1981年に発売された最初のモデル。生産時期により機能にばらつきがあり、初期型にはフィルタやVCA、MIDIが内蔵されていなかった[2]。分解能8bit、サンプリング周波数は27kHz。サンプリング・タイム約2秒でメモリー容量は128KB。LOWER、UPPER各バンク1音ずつサンプリング、又はフロッピーディスクからサンプルをロードして使用する。49鍵。後期型になると、ホイール右のスペースにシーケンサーが内蔵され、E-mu純正でCV/GATEインターフェイスや、JLCooperからADSRエンベローブ・ジェネレーターと低音・高音バンク用のVCAを後付する改造「Genmod」や、RS-232C端子へ接続するMIDI端子キット等周辺機器が発売された。現在では、UVI instrumentsより「Emulation One」としてソフトウェア音源化されている。細野晴臣が使用していた。
Emulatorのサンプリング・オペレーション動画 https://www.youtube.com/watch?v=XOAdE86ZxxE
1984年に発売された最もメジャーなモデル。Emulatorとは違い、パネル部分が広くなっている。機能の面でも進化しており、フィルタやエンベロープが最初からついており、LFOもついている。サンプリング周波数はEmulatorと同じ。メモリー容量は512KB(1MBまで増設可能)。61鍵。[3]
1988年に発売されたモデル。本体の色が青色系からグレーに変更。フロントパネル右に6個のボタンが配置されており、ボタンを押すとモジュールを呼び出して必要な作業を行うというスタイル。サンプリング周波数を録音時には44.1kHzと31kHzから、サンプリング後では7~50kHzと選べるようになった。メモリー容量は4MB(8MBまで増設可能)。[4]

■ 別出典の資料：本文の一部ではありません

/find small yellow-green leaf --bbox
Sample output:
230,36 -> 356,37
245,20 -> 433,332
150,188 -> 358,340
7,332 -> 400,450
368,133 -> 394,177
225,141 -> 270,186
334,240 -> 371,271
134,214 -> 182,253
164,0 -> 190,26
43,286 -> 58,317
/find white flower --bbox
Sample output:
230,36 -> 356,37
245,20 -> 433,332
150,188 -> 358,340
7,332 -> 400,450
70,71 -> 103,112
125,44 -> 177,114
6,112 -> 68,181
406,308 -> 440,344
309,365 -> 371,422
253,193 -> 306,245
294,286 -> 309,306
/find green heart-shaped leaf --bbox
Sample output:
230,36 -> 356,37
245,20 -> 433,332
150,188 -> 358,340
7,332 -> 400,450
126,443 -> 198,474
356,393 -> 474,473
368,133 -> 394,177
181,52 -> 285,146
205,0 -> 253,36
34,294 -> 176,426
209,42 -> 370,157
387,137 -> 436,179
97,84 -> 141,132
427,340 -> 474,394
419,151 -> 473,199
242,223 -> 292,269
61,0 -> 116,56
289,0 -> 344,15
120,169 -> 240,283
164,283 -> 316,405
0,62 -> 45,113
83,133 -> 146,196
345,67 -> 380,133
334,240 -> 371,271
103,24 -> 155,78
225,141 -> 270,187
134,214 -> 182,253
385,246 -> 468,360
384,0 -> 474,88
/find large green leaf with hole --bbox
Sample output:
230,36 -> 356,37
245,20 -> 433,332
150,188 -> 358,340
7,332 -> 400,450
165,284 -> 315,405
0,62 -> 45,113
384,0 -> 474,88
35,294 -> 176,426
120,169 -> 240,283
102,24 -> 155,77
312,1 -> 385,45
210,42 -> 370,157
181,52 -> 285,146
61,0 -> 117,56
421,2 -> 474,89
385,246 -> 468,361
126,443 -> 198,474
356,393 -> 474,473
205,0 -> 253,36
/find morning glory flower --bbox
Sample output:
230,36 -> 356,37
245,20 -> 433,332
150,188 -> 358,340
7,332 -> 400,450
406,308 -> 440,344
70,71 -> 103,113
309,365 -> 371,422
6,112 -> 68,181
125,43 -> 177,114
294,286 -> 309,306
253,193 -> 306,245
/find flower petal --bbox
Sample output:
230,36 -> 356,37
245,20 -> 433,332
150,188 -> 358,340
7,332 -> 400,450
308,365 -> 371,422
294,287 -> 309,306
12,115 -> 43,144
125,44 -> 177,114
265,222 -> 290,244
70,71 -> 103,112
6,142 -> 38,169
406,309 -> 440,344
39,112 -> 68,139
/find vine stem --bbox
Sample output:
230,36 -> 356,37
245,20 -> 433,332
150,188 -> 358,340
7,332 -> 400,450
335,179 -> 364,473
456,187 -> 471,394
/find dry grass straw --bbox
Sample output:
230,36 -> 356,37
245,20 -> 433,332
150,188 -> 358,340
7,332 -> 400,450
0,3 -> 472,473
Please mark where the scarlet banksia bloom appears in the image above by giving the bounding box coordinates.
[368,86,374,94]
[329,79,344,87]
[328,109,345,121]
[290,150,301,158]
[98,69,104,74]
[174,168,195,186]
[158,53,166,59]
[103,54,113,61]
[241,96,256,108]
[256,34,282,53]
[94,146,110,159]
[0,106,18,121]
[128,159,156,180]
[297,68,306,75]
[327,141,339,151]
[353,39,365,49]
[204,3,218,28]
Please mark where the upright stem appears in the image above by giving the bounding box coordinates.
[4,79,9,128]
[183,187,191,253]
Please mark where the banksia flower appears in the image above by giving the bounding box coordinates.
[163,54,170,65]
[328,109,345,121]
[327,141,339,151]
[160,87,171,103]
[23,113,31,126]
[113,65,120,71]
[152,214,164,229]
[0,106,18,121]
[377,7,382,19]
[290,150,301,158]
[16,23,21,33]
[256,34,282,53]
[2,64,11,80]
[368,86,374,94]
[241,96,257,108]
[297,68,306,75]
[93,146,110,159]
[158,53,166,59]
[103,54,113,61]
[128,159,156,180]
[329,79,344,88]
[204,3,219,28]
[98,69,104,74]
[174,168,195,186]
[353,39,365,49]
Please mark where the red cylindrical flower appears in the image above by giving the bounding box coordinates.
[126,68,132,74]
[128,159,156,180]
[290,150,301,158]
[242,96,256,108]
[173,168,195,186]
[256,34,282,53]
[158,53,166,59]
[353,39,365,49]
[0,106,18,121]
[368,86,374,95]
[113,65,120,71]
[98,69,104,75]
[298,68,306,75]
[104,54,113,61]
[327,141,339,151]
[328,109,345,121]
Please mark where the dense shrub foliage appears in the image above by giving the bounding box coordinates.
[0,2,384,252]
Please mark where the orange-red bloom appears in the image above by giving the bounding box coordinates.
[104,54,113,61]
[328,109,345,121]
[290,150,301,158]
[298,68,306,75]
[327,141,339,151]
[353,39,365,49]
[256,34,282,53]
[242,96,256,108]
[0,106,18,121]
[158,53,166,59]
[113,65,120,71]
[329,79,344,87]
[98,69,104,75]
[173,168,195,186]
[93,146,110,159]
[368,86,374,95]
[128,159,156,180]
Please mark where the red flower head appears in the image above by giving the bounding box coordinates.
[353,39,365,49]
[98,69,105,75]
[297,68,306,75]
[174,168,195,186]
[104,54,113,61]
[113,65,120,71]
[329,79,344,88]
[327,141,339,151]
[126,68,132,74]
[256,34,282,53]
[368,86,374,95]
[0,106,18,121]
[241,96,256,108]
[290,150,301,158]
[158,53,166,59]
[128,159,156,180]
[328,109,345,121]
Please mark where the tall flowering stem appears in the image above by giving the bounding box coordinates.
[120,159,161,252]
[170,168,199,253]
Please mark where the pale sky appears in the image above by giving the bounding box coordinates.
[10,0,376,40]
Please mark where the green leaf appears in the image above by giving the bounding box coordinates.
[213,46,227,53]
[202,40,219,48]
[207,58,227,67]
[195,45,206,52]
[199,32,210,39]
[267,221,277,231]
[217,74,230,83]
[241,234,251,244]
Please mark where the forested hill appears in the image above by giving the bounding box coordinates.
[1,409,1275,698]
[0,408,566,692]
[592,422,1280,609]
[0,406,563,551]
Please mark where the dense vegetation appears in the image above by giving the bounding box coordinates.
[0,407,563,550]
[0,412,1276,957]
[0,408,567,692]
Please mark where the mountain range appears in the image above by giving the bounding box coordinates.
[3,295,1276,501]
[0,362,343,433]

61鍵キーボードのほかラックマウント版が存在する。EIII発音数1ボイスごとにD/Aコンバータとアナログフィルターを備えており、オシレータ部分の後段は完全にアナログ・サーキットで構成されている。
EmulatorIIIをデジタル化したラックマウントモデル。主な機能はEmulatorIIIと変わらないが、メモリー容量が8MB(32MBまで増設可能)であり、アナログ入力が省略されデジタル入出力ポートに変更されているなどの違いがある。(そもそもEIIIxpとは、EIII - XPではなく EIIIX - Pであり、「EIIIxのプレイバック版」という意味である。)
1996年に発売されたモデル。EmulatorIV、E64は、発音数1ボイスごとにD/Aコンバータが搭載されている。その後登場したE6400とE4Xでは簡略化された。また、16MBのサウンドROMを搭載したESynthというモデルも発売されている。EIIIxpと同じラックマウントモデルであるが、「E4k」というキーボードモデルも発売された。メモリー容量は128MB。[5]後年、内部を新設計したE4Ultraシリーズにアップデートされた。E4Ultraではキーボードモデルが廃止されてラックマウントモジュールのみとなるほか、Proteus2000シリーズのROMを焼く機能などが追加された。